19.01.2011 - Der künftige Fachkräftebedarf kann nur gesichert werden durch „passgenaue Ausbildung, Qualifizierung und gute Löhne für gute Arbeit“. So heute Arbeitsstaatssekretär Wolfgang Schroeder im Landtag. Ein gutes Lohnniveau sei auch eine wesentliche Voraussetzung, „um ehemaligen Brandenburgerinnen und Brandenburgern ihre Heimat wieder schmackhaft zu machen und zur Rückkehr zu gewinnen.“

Die von der CDU im Landtag vorgeschlagene zentrale Landesagentur für Rückkehrer sei nicht ausreichend, „um viele Menschen dazu zu bewegen, wieder nach Brandenburg zu kommen.“ Er verwies auf zahlreiche Aktivitäten des Landes zur Fachkräftesicherung. Schroeder: „Wir gehören dabei bundesweit zu den Vorreitern.“

In den Ausschüssen des Landtages soll nun beraten werden, welche weiteren Schritte dafür sinnvoll seien - auch um Fachkräfte zu gewinnen. Die von der CDU unterstützte frühere Kampagne, Brandenburg als Niedriglohnland für Investoren schmackhaft zu machen, sei „ein Schlag ins Gesicht potenzieller Rückkehrerinnen und Rückkehrer gewesen.“

Arbeitsminister Günter Baaske hatte sich bereits im Vorfeld der Landtagsdebatte klar gegen kostspielige neue Strukturen ausgesprochen, da die Landesagentur für Struktur und Arbeit (LASA) bereits heute Beratungsangebote für Unternehmen und Brandenburg-Rückkehrer biete. Baaske: „Heimatliebe und Beratung sind gut – die Menschen entscheiden aber nach harten Fakten. Dazu gehören familiäre Bindung, regionale Identität - vor allem aber Arbeitsplätze und gute Bezahlung“.

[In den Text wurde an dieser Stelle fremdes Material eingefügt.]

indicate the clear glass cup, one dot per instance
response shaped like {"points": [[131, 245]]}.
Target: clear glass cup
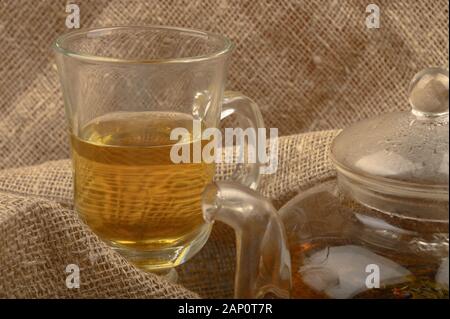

Der Bundesregierung warf er vor, beim Lohn-Thema stur zu bleiben. Baaske: „CDU und FDP sind nicht dazu zu bewegen, Mindestlöhne zu akzeptieren.“

Im Rahmen der heutigen Sitzung des Vermittlungsausschusses von Bundestag und Bundesrat, dem Baaske für das Land Brandenburg angehört, fordert er die Bundesregierung erneut auf, „sich in dieser grundsätzlichen Frage zu bewegen.“ Durch ein besseres Lohnniveau könne die Anzahl der Hartz-IV-Bezieherinnen und –Bezieher deutlich gesenkt werden.